### Setup

In [1]:
# Load libraries and dependencies
from langchain_community.document_loaders import DirectoryLoader
from langchain.text_splitter import RecursiveCharacterTextSplitter
from dotenv import load_dotenv

load_dotenv()

True

In [2]:
# Initialize constant variables
PROJECT_ID = "langchain-practice-459204"
REGION = "asia-southeast1"
BASE_MODEL = "text-embedding-004"

In [3]:
# Construct components
from langchain_google_genai import GoogleGenerativeAIEmbeddings
from langchain.chat_models import init_chat_model

embeddings = GoogleGenerativeAIEmbeddings(model="models/embedding-001")

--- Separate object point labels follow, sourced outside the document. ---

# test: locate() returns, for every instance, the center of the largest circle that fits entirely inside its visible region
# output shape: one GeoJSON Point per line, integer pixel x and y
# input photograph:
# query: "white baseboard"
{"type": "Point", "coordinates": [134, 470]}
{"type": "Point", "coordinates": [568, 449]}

llm = init_chat_model("gemini-2.0-flash", model_provider="google_genai")

### Loading Documents
construct the loader to load documents.

In [4]:
loader = DirectoryLoader("data", glob="*.txt")
docs = loader.load()

# docs returned was a list with only 1 element
assert len(docs) == 1
print(f"Total characters: {len(docs[0].page_content)}\n")
print(f"Type: {type(docs[0])}")

Total characters: 162909

Type: <class 'langchain_core.documents.base.Document'>


### Splitting Documents
construct the splitter to split the 'docs' into small chunks.

In [5]:
text_splitter = RecursiveCharacterTextSplitter(
    chunk_size=1000,  # chunk size (characters)
    chunk_overlap=200,  # chunk overlap (characters)
    add_start_index=True,  # track index in original document
)
all_splits = text_splitter.split_documents(docs)
print(len(all_splits))
print(f"Type: {type(all_splits[0])}")

217
Type: <class 'langchain_core.documents.base.Document'>


### Storing Documents
- Construct the embedding model from other open-source models (construct-components STEP).
- Integrate the model into the VectorStore.
- Use the VectorStore to embed the vector value and store 'all_splits'.

In [6]:
from langchain_core.vectorstores import InMemoryVectorStore

vector_store = InMemoryVectorStore(embeddings)

In [None]:
batch_size = 20
left = 0
while left < len(all_splits):
    right = min(left + batch_size, len(all_splits))
    vector_store.add_documents(documents=all_splits[left:right])
    print(f"The chunk {right}th success")
    left = right

The chunk 20th success
The chunk 40th success
The chunk 60th success
The chunk 80th success
The chunk 100th success
The chunk 120th success
The chunk 140th success
The chunk 160th success
The chunk 180th success
The chunk 200th success
The chunk 217th success


Make the example to test the similarity search.

In [8]:
userQuestion = "What is the use of this ebook?"
mostRelatedChunks = vector_store.similarity_search(userQuestion, k = 3) # specify k = 3 to take only the top 3 most relevant
retrievedDoc = mostRelatedChunks[0].page_content
print(retrievedDoc)

easy. You may use this eBook for nearly any purpose such as creation of derivative works, reports, performances and research. Project Gutenberg eBooks may be modified and printed and given away—you may do practically ANYTHING in the United States with eBooks not protected by U.S. copyright law. Redistribution is subject to the trademark license, especially commercial redistribution.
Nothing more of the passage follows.